Don: Menschen wie dich brauchen wir in unserer Kirche. Bist du schon mal angesprochen worden

von Männern in dunklen Anzügen auf Fahrrädern? Dies ist ein Planet des Hungers,

und ich versuche alles, damit es so bleibt.


René: Ich schätze deine Ehrlichkeit. Ein Hungerplanet. So ist es.


J. J.: Willst du wirklich meine Meinung hören? Ich glaube, beides trifft zu. Er gibt, und wir nehmen.

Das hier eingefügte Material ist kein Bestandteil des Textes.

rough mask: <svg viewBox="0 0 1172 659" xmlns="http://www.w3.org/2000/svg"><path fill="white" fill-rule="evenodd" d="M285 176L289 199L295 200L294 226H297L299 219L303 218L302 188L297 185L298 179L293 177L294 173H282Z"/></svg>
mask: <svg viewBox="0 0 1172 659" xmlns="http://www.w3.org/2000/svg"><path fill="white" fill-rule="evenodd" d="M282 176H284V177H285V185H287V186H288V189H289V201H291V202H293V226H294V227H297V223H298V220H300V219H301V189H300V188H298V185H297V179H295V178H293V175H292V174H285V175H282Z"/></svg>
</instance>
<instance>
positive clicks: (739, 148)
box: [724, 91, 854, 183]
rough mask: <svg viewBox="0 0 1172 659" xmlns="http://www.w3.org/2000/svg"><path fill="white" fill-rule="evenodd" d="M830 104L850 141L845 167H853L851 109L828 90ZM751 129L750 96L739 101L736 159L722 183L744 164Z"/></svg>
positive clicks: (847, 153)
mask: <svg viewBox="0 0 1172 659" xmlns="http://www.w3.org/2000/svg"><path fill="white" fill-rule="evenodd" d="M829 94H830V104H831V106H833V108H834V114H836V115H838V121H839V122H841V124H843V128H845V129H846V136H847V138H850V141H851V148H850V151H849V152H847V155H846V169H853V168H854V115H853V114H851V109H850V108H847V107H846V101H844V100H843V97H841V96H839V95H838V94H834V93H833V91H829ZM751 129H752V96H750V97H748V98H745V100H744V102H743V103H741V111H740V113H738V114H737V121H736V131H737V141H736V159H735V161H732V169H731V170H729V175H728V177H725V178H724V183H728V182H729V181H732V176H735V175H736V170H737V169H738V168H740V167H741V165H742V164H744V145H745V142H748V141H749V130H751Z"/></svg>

So ist es, denke ich, mit den meisten Dingen. Wahrscheinlich fühle ich mich deshalb

immer so schlecht.


Sheila: Solange ich atmen kann, ist es ein Planet der Ernährung. Die Menschen sollten nur das kaufen,

was der Jahreszeit entspricht, und zwar von ihrem heimischen Bauernmarkt. Ich verwerte

wieder. Daran sieht man: Ich bin Optimist.

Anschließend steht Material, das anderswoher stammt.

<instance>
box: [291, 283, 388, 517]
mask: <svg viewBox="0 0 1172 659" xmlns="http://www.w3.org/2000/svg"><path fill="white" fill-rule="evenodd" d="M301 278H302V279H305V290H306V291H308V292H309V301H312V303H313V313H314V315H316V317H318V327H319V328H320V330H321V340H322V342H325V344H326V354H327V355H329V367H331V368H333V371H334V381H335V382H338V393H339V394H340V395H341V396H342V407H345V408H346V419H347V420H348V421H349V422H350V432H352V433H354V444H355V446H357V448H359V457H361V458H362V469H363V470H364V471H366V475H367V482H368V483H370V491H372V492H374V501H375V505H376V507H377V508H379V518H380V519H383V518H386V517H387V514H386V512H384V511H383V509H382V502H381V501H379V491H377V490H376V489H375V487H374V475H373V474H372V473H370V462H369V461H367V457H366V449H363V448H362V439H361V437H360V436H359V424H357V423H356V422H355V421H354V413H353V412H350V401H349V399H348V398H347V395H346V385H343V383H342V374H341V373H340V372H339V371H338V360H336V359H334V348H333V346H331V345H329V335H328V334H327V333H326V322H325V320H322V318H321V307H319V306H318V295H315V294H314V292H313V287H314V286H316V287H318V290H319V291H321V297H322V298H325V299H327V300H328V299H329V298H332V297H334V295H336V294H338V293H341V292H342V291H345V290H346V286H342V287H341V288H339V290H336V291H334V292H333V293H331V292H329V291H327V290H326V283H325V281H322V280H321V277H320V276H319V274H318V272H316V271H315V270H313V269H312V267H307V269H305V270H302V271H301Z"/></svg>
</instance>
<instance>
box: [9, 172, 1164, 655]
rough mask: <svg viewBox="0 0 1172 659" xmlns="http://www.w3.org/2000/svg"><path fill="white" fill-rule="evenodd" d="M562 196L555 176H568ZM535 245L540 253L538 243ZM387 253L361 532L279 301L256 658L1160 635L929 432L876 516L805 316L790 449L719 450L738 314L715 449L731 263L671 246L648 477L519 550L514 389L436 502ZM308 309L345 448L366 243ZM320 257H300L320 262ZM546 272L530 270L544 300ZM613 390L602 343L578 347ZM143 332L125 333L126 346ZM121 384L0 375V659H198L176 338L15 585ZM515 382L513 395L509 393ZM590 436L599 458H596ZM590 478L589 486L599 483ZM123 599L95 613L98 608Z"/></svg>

Don: Mensch, du klingst wie ein liberaler Freak. Nichts wird besser, und unsere Kirche nimmt

das bitterernst. Deshalb horten wir. Wir warten auf die Begeisterung, genau wie diese Stadt

im Iran. Bam! Es wird geschehen. Dann werden wir alles übernehmen, denn wir werden

die überleben.


Kim: Was du sagst, gefällt mir. Einige Aspekte werde ich für die Politik übernehmen. Es ist immer

wichtig Marktinstabilität zu verhindern.


Chad: Ja, errichte eine neue Fassade, Aber das Innere ist verdorben.


Sally: Denken wir in der Werbepause darüber nach! Wenn wir wieder da sind, werde ich meine

Gäste fragen, ob sie meinen, dass positive Verstärkung durch Piepstöne an Supermarktkassen

uns zu glücklichen Konsumenten hat werden lassen.